- Sheet music
- Music: Hugh Martin
- Lyrics: Hugh Martin
- Book: Jerome Lawrence and Robert E. Lee

= Look, Ma, I'm Dancin'! =

Musical comedy in two acts

Look, Ma, I'm Dancin’! is a musical comedy in two acts with a book by Jerome Lawrence and Robert E. Lee, and music and lyrics by Hugh Martin. It was produced on Broadway in 1948.

==Production==
After a try-out at the Shubert Theatre in Boston starting Thursday, December 25, 1947 and at the Forrest Theatre in Philadelphia, starting Tuesday, January 13, 1948, Look, Ma, I’m Dancin’! premiered on Broadway at the Adelphi Theatre on January 29, 1948, and closed on July 10, 1948, after 188 performances. It was produced by George Abbott. The production was conceived by Jerome Robbins and staged and choreographed by Abbott and Robbins. The scenery was designed by Oliver Smith and the costumes by John Pratt. The ballet arrangements were by Trude Rittman and the musical director was Pembroke Davenport.

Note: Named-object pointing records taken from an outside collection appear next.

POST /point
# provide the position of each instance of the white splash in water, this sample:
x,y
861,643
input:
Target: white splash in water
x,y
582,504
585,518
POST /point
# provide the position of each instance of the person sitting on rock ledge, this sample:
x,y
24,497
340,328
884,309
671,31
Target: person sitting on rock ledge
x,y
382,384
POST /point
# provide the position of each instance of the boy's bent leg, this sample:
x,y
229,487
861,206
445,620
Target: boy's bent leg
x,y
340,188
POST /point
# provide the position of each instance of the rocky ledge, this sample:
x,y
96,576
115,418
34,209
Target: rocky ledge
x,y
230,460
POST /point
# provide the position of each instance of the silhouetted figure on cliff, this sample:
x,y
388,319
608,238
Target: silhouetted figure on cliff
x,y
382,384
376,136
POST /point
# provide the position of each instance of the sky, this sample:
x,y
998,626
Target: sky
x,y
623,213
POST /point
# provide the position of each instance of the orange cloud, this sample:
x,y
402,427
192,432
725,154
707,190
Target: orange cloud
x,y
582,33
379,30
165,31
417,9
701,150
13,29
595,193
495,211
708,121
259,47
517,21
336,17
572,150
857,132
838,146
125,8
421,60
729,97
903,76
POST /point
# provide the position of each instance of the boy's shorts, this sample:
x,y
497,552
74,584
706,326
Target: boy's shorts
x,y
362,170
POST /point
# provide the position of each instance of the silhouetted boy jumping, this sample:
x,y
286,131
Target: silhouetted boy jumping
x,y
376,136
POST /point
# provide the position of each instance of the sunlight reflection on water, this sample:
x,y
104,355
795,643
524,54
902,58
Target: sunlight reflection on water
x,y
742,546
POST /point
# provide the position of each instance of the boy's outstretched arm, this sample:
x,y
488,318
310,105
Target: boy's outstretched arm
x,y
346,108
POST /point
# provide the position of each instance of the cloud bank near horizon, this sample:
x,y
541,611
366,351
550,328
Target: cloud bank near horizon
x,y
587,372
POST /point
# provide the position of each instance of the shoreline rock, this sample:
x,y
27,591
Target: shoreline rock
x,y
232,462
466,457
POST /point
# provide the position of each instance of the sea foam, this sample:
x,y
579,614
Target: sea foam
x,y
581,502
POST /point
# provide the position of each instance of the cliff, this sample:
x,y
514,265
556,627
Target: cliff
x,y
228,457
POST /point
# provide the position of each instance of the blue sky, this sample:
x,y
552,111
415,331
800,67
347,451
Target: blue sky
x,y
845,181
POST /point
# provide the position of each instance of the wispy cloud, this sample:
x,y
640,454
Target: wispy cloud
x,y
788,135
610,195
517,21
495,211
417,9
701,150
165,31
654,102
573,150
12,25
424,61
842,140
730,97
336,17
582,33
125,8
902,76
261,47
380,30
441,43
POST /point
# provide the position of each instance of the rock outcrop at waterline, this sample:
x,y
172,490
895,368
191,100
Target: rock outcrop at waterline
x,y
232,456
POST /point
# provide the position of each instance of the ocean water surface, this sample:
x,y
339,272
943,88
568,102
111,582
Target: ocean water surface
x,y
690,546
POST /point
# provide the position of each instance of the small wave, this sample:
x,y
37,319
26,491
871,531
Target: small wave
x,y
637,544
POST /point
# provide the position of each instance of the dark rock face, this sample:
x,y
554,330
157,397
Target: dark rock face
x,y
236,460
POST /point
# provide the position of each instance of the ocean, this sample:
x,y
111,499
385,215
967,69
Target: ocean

The show starred Nancy Walker as Lily Malloy and Harold Lang as Eddie Winkler, and the cast included Alice Pearce as Dusty Lee.

==Synopsis==
"Lily Malloy, a brewery heiress, becomes the angel of a travelling ballet company and finally takes it over from its conservative Russian impresario. Both the company and the repertoire liven up."

==Songs ==
- Act 1
- “Gotta Dance”
- “I’m the First Girl”
- “I’m Not So Bright”
- “I’m Tired of Texas”
- “Tiny Room”
- “The Little Boy Blues”
- Act 2
- “Jazz”
- “The New Look”
- “If You’ll Be Mine”
- “Pajama Dance”
- “Shauny O’Shay”
- “The Two of Us”

==Reception==
Brooks Atkinson of The New York Times called it "a good knockabout musical comedy" and "a top-drawer Broadway show." He said, "Miss Walker is hilarious and the best slap-stock comedian of her generation."

==Sources==
- Bordman, Gerald, American Musical Theatre, Oxford University Press, New York, 1978, pp. 560–561.
- Mantle, Burns (ed.) The Best Plays of 1947–1948, Dodd, Mead and Company, New York, 1948, pp. 379–380.
- Dietz, Dan, The Complete Book of 1940s Broadway Musicals, Rowman & Littlefield, New York, 2015, pp. 418–421.
- Stubblebine, Daniel J., Broadway Sheet Music, McFarland & Company, Jefferson, NC 1996, #1352, p. 167.